Advancing Firmware Customization | LMI Technologies
Advancing Firmware Customization

Today’s 3D sensor market faces a challenge much like the one Apple faced back when consumer hardware devices were “closed” products that came with a fixed set of functions. As history shows, Apple solved this challenge by making a bold and innovative move by introducing the App Store, which provided developers with the free tools and APIs that allowed them to develop and deploy their own applications on the iPhone.

Similarly, when you purchase a standard 3D sensor today, you get a product that can only perform a fixed set of functions. Even if the sensor is equipped with an embedded processor, the code running on that processor cannot be altered by the end user. Only the manufacturer can modify the firmware running in their products.

The Challenges of Firmware Customization Today

The state of the industry today requires customers to develop with an SDK (Software Development Kit) on a PC (if an SDK is available). An SDK will support the receipt of raw data from the sensor, at which point the customer can carry out special application development. There is no way to add custom measurement algorithms for processing onboard a sensor.

An SDK, however, may or may not provide the sensor’s full feature set. For example, the sensor may not be able to deliver data at the same speed that onboard processing can achieve, and as a result performance may suffer when using a PC.

The LMI Solution: GDK

In response to this challenge, LMI developed the GDK (Gocator Development Kit), which allows developers to build custom measurement algorithms and add them to standard Gocator 3D smart sensors.

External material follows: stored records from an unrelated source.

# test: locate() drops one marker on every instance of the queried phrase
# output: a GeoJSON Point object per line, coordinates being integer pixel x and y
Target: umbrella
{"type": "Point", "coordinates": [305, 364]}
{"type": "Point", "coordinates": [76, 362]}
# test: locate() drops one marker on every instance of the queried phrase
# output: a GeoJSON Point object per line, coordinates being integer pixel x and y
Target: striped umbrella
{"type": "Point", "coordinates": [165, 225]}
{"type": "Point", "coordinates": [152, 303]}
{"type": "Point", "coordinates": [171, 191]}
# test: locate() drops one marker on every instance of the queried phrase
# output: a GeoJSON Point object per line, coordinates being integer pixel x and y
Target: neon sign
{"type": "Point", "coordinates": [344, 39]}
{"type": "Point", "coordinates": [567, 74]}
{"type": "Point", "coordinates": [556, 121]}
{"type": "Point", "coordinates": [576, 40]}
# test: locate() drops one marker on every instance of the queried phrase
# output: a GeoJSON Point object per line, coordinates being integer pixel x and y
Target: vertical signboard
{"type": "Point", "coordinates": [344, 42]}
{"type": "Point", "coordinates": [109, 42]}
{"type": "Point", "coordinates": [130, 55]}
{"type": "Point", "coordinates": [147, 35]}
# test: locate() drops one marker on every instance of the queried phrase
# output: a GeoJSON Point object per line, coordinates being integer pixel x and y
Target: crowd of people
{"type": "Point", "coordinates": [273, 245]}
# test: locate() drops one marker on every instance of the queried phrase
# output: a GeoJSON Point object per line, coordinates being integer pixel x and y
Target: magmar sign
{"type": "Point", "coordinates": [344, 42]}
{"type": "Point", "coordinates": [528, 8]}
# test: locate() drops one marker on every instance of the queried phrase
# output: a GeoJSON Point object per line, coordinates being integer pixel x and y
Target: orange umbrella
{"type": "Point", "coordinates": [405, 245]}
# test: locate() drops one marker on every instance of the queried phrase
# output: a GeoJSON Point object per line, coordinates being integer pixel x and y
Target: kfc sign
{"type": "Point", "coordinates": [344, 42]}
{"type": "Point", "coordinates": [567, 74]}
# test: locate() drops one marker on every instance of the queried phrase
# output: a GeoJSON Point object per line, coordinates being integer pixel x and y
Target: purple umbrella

The GDK delivers the cross-compiler tools and APIs that allow the user to add their own measurement algorithms to Gocator. With this tool, the user’s code is combined with the base firmware to produce a custom firmware that only customers can install and deploy.

GDK used for custom measurement algorithms

Custom measurement algorithms are compiled into Gocator Firmware using the GDK.

The GDK achieves two important goals by allowing the customer to:

  1. Develop code that runs in the sensor on a deterministic real-time OS without the need to add a PC, and;

  2. Control access to their IP. A standard Gocator will not work without the custom firmware, which only the customer can use to reflash a standard Gocator to create custom Gocators that will do the job.

The GDK is available, at no charge, to anyone who owns a Gocator 3D smart sensor and is running Gocator Firmware 4.x.